There was a smear of blood on her left thigh. A circle of crimson darkened the sequins above the smear. The observation splashed cold water on the awareness sizzling through him. Blood on her skin, but no sign of a cut or scrape. Not her blood, he hoped. “Ma’am, do you have authorization to be in here?”
“The officer downstairs said the detectives wanted to talk to me.”
“Ah, hell.” Hud pocketed his phone and pushed to his feet. “Don’t move.”

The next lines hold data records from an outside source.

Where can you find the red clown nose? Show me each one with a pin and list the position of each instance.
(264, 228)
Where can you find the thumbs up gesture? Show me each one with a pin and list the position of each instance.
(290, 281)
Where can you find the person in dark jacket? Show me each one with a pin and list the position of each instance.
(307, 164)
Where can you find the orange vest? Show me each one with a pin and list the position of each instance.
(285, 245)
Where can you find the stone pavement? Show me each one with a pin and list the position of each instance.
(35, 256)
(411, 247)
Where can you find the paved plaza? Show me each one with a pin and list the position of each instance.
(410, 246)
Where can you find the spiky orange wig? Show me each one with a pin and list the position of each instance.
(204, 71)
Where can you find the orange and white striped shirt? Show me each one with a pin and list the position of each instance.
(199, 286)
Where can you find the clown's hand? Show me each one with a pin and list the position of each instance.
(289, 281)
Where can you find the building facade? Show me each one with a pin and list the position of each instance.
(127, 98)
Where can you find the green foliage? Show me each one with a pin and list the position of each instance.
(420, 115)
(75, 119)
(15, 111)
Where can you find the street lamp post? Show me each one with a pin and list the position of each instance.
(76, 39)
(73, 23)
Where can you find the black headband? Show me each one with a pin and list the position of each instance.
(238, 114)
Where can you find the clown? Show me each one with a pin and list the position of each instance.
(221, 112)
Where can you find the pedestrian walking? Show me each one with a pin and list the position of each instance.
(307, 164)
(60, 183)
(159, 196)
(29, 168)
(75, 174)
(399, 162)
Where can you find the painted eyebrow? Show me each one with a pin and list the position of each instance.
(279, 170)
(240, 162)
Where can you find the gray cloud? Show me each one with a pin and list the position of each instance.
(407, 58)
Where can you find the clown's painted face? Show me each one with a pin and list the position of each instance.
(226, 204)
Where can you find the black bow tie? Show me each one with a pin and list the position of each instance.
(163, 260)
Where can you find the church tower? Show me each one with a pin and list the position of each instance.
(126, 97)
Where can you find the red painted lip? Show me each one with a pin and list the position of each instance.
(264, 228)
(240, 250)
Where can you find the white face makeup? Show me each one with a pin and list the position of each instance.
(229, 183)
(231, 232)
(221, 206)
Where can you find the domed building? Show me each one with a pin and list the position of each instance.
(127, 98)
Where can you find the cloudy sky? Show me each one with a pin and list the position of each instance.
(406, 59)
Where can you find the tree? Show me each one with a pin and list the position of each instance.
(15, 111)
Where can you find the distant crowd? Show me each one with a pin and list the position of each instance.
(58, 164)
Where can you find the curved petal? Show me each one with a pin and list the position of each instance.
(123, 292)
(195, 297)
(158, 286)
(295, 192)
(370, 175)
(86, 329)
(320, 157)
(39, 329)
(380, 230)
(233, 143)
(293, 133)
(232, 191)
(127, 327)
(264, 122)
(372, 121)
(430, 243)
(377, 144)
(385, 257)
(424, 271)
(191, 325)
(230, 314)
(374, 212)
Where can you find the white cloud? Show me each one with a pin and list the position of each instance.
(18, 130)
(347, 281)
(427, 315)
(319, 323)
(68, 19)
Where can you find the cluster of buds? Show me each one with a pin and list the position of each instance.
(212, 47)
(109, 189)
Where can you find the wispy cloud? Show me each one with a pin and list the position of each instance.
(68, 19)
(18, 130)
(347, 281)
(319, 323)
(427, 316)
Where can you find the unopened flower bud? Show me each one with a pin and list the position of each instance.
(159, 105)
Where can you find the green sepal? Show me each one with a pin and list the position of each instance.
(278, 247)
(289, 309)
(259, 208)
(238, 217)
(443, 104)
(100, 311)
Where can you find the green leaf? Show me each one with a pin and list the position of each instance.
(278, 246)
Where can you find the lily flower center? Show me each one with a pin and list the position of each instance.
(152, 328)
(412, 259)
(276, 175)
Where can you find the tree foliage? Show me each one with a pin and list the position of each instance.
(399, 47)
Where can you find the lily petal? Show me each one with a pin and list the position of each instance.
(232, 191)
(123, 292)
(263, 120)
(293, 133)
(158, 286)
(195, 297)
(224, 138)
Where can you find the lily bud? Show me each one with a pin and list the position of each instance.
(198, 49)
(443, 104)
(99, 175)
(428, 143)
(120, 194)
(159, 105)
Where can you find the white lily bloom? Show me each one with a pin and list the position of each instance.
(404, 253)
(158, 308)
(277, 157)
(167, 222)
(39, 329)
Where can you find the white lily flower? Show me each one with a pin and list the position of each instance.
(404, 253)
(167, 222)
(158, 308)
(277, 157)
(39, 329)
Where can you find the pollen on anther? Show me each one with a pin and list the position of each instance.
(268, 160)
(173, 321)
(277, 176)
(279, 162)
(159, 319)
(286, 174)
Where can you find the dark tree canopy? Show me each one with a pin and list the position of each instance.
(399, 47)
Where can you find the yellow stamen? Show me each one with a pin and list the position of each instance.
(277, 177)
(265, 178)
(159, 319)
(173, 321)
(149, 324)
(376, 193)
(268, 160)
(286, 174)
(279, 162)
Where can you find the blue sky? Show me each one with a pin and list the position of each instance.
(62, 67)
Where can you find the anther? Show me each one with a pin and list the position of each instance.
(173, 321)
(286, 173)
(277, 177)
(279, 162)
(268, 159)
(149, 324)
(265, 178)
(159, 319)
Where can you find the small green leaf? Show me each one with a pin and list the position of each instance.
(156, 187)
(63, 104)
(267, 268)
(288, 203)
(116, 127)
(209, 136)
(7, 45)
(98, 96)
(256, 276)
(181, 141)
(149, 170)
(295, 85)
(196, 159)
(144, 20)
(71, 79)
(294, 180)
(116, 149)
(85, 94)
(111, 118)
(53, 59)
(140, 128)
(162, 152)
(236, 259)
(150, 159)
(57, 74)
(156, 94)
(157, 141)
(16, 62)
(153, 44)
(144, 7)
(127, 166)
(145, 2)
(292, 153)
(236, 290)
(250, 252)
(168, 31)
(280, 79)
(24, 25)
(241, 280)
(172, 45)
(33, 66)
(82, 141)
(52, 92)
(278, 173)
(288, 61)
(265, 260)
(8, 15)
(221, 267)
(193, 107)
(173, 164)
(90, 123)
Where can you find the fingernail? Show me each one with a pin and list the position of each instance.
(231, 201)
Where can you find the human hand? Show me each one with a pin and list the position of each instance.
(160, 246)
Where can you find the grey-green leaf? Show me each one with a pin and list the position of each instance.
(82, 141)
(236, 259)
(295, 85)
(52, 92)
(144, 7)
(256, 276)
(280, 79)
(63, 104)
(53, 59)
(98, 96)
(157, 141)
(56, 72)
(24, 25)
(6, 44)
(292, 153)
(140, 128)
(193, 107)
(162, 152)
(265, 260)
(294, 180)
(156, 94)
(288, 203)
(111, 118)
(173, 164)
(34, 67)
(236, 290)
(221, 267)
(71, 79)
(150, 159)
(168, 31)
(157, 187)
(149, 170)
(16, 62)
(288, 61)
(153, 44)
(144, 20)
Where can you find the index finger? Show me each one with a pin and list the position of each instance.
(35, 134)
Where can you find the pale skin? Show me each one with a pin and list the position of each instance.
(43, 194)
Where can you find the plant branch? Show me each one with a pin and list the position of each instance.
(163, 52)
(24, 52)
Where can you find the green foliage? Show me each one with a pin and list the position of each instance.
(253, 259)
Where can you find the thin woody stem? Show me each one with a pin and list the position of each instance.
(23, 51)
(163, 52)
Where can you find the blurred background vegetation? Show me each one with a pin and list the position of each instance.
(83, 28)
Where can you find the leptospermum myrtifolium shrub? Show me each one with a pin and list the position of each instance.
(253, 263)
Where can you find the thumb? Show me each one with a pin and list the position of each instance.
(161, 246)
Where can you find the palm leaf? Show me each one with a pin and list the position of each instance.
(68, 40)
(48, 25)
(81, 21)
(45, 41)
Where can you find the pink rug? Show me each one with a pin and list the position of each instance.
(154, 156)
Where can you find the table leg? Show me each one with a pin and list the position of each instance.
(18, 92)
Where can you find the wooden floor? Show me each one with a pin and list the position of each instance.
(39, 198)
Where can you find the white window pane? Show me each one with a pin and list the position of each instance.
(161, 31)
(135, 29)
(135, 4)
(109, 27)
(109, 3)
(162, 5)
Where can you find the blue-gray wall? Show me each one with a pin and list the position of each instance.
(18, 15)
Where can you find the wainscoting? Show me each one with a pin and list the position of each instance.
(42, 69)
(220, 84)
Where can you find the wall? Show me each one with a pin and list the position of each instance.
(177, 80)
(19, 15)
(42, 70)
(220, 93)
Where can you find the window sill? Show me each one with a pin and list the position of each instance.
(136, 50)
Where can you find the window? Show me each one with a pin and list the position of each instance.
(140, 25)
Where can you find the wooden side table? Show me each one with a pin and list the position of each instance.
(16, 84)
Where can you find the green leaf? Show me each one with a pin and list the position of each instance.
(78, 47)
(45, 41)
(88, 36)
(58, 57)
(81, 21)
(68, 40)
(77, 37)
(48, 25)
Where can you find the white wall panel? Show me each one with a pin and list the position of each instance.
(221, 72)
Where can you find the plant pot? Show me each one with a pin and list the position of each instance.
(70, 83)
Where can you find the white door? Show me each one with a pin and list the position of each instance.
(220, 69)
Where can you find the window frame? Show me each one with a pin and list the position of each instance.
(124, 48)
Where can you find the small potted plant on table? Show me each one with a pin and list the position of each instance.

His initial fascination with those sexy legs dampened with a tinge of concern and anger. This must be the witness, the woman who’d found Ian Lombard and tried to save him. Somehow, she’d missed connecting with Keir. As he rose, he finished his assessment of the woman’s appearance. The cream-colored sweater she wore was stretched out of shape and spotted with more blood. The sweater was pulled tight over the flare of her hips. The front overlapped and was held in place by tightly crossed arms. The rolled-up cuffs were stained with blood, too. In her fingers, she clutched an ice pack.
His gaze finally reached a long strand of straight, brick red hair, caught in the clasp of her arms across her chest. Then he saw the swanlike neck, the gently pointed chin, the glasses over dove-gray eyes and... Any lingering lust burned completely out of his system as recognition kicked in with a vengeance. He was embarrassed that he’d ogled her like that for even one moment. That he’d equated sexy with any part of her.
This woman was a nerdy mix of brains and class. She was awkwardly shy, too complicated for him to fully understand and not anybody he should be getting hot and bothered over. And she had absolutely no business showing up at his crime scene covered in blood.
“What the hell?” Gigi Brennan’s was not the face he was expecting to see. “What are you doing here?”